Geospatial Data Engineering Is Underinvested and Overneeded
Why is geospatial capability a growing data engineering need?
Geospatial capability is a growing need because every industry with physical operations (logistics, real estate, agriculture, retail, healthcare, insurance, government) has location data that contains analytical value currently locked behind specialized tooling and skills that most data teams lack.
I was asked to build a customer density analysis for a retail chain with 340 locations. The request sounded simple: “show us where our customers are and where our stores are.” The implementation was not. Customer addresses needed geocoding (converting “123 Main St” to latitude/longitude). Store coverage areas needed spatial calculations (drive-time polygons, not simple radius circles). Overlapping coverage zones needed spatial joins. Underserved areas needed gap analysis. None of this fit standard SQL. All of it required PostGIS or equivalent spatial tools. The team had zero spatial experience, and the project took 3x longer than estimated.
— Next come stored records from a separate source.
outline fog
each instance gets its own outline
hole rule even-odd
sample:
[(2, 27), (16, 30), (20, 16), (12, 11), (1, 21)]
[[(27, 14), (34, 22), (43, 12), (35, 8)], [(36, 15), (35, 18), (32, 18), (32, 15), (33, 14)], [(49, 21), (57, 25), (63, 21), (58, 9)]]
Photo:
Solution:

What makes geospatial data engineering technically distinct?
Geospatial data requires specialized storage (spatial indexes like R-trees), specialized query operations (containment, intersection, proximity, buffering), coordinate system management (projections, datums), and visualization tooling that standard data infrastructure does not provide.
Standard B-tree indexes do not work for spatial queries. Asking “find all points within this polygon” requires an R-tree or similar spatial index. Standard SQL joins do not work for proximity queries. Asking “find all customers within 15 minutes drive time of this store” requires spatial functions, road network data, and routing algorithms. According to GIS principles, spatial data operations are fundamentally different from relational operations because they deal with continuous space rather than discrete categories.
The data pipeline design for geospatial sources requires handling unique challenges: geocoding accuracy (address-to-coordinate conversion has error rates of 2% to 8%), coordinate reference system mismatches (data in WGS84 versus UTM versus state plane coordinates), and file format diversity (Shapefiles, GeoJSON, KML, GeoTIFF, WKB).
How should data teams build geospatial capability?
Data teams should start with PostGIS (which adds spatial operations to PostgreSQL they likely already know), invest in one engineer’s spatial skills through focused training, and begin with geocoding and point-in-polygon operations before advancing to complex spatial analysis.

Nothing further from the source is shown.